June began in San Antonio at the Historical Novel Society’s North American Conference, the first in-person writing conference I’ve attended since 2019. I’d forgotten how energizing it was to be around other writers. From the moment I stepped into the hotel lobby, I found myself swept up in an atmosphere of positivity and creativity.
A large part of the enjoyment was my complete lack of agenda. I wasn’t there to promote or pitch or network. I was there to learn and absorb as much information as I could. My muse, which had been starving for the opportunity soaked it up like a sponge. It wasn’t until I returned and remembered what it was like walking the corridors between workshops that I realized how much I need writing events in my life.
Conferences are where I am at my most authentic. Most of my days are spent walking the line between my writing ambition and other responsibilities. But at a conference, all the other facets of my personality all away leaving me free to think, breathe and talk writing.
I came home determined to harness my San Antonio energy, only to find myself on a flight to Rejkavik thirty-six hours after landing. To visit Iceland is to see nature in all its glory. As my husband liked to say, “The landscape changed every ten minutes.” Miles of green farmland would suddenly switch and become barren lava fields, or we’d turn a corner to see a glacier looming behind a field of lupine. So much of the country was untouched as well. Icelanders are very content to leave their country wild and rugged. I drank it all in, storing the images and ideas for future use.
Then came the down part of the month. A perfect storm of fatigue, time zones, and a lack of gluten-free food gave me the post-travel crud from hell. I spent five days flat on my back, with a fever and unable to keep anything down. By the time I recovered, June was almost over, the energy and enthusiasm from earlier, but a distance memory.
The reason I feel so untethered in the balancing act I mentioned earlier. Having lost three weeks, I’m in catch-up mode, meaning my days are split between administrative tasks and things like grocery shopping and laundry. There are other reasons as well, but this is the only one in my control.
And so, we reach the point of this essay.
Run (or Swim) Your Own Race
At the 2016 Olympics, South African swimmer Chad le Clos was considered Michael Phelps’s biggest challenger in the 200-meter butterfly. He beat Phelps in 2012, and he had the best time in the preliminaries. But when the race was over, le Clos wasn’t on the medal stand. He’d finished fourth in what was the worst race of his career.
So, what happened?
During the race, le Clos looked over to see how Phelps was performing. Although just a split second, the glance was enough to distract him. Instead of swimming his race, he began racing Phelps.

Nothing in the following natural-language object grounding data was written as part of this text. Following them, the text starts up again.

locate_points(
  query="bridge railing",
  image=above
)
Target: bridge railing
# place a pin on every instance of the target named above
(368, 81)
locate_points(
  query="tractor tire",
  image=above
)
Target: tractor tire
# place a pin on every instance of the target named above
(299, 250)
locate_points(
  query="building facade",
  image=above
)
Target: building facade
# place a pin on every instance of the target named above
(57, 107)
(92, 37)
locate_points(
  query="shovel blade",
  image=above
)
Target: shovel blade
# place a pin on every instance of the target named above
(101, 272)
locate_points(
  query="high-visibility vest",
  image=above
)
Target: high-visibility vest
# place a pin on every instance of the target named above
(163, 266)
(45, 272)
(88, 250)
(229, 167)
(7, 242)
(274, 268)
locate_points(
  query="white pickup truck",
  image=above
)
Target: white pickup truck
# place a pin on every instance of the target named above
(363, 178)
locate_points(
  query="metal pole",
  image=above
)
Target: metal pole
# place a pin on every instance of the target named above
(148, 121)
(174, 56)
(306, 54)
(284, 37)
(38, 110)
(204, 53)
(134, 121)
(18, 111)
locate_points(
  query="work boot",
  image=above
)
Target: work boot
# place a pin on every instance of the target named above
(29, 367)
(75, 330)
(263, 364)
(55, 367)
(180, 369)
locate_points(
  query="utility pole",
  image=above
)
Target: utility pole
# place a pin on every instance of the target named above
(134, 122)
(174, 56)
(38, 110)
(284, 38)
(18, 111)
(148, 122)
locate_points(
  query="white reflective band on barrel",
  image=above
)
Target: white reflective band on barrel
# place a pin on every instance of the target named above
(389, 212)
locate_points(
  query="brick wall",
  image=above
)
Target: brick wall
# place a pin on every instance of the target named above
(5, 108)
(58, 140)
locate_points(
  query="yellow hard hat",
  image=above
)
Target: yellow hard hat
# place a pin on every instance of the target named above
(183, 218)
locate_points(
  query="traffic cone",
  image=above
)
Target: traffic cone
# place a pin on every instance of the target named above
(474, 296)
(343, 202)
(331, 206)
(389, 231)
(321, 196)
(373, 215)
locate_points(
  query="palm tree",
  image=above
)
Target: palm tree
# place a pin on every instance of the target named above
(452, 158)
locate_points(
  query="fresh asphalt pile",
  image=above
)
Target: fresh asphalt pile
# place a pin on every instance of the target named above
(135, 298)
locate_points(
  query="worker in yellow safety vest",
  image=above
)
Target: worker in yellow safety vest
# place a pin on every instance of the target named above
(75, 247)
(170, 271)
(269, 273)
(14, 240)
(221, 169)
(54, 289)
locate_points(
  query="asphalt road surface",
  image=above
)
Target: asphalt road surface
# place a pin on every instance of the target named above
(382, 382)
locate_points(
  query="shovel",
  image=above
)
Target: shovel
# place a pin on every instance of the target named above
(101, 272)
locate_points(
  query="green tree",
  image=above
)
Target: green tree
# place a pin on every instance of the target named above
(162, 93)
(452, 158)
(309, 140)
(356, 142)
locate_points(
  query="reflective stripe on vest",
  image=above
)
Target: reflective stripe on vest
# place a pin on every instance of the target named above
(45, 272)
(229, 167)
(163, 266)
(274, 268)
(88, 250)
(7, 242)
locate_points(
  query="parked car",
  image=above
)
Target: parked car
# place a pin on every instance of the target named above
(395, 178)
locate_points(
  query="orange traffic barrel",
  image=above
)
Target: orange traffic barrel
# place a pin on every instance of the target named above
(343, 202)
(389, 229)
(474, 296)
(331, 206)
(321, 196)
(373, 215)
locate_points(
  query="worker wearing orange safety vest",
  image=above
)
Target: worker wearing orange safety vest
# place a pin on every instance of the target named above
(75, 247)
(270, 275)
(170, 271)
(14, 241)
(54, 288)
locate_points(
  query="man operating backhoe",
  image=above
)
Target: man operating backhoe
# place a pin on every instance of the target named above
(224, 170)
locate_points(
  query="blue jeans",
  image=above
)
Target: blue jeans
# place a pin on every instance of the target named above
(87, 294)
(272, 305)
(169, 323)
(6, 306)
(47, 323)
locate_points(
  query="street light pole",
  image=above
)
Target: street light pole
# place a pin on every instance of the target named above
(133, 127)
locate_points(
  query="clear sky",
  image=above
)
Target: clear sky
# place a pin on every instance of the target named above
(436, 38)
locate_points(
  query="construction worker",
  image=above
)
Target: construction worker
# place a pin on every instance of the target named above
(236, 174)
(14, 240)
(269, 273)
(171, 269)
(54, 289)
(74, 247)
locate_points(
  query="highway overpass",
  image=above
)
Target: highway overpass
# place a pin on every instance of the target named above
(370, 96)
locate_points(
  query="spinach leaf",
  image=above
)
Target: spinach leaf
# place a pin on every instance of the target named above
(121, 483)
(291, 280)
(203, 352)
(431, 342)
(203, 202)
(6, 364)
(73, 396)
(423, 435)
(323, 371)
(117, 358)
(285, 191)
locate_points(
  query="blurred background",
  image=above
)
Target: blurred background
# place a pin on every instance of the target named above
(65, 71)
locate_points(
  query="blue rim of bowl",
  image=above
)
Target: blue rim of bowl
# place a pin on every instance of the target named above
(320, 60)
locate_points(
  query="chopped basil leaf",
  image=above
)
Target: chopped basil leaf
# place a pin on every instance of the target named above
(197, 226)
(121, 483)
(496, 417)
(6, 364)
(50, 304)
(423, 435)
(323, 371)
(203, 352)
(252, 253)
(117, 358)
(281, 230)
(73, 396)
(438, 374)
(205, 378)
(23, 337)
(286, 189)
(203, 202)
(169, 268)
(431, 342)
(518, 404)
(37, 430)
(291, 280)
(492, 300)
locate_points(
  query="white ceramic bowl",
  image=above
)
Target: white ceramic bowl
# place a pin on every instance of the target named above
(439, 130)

We hear things like “Run your own race” and “Stay in your lane” a lot. My colleagues and I are fond of saying, “Eyes on your own paper.” It’s a reminder that the only progress that matters is your own. Not your friend’s, not Kate Quinn’s, not that new writer who just signed with your dream agent’s .
The problem is that on days when your muse is on fragile ground – those days when you’re juggling a dozen different balls and can’t seem to gain any momentum – running your own race is hard. It’s so easy to let anxiety and judgment take control when a deal notice pops into your feed while you’re standing in the checkout line for the second time that week or when friend and friend start stressing about the industry.
That’s the mindset I’ve been battling since I beat the post-conference crud. While this doesn’t seem like a big deal, it’s costing me momentum. Rather than plodding along at my own pace, writing my own story, I’m wasting energy worrying about others. If I’m not careful, I’ll end up like Chad le Clos – sitting on the sidelines watching others collecting their prize.
The only way to regain my momentum, I realize, is to put on blinders. That is, mentally block out the negativity and industry news going on around me, and like Michael Phelps, run my own race.
Therefore, beginning after the holiday, I’m limiting my time online to only the very necessary and for the month of July spend as much energy as possible on my recent project. Fingers crossed, I will get back all the great mojo I had in San Antonio.
What I’m Reading:
The Paris Agent by Kelly Rimmer: This story of WW2 espionage is complex and emotionally gripping. Forty pages in, I’m already on the edge of my seat fearing what will happen.
What I’m Watching:
Happy, Shiny People on Amazon Prime: A documentary that exposes the truth behind the Duggar family and the Institute in Basic Life Principles. Sexual abuse, corporeal punishment, lies…it’s scary.
What I’m Listening to:
No Stupid Questions on the Freakonomics Network: Each week, host Angela Duckworth (author of Grit) and her guests discuss such questions as “Is it okay to be average” and “What is fun anyway”? I love listening to Angela’s self-deprecating humor.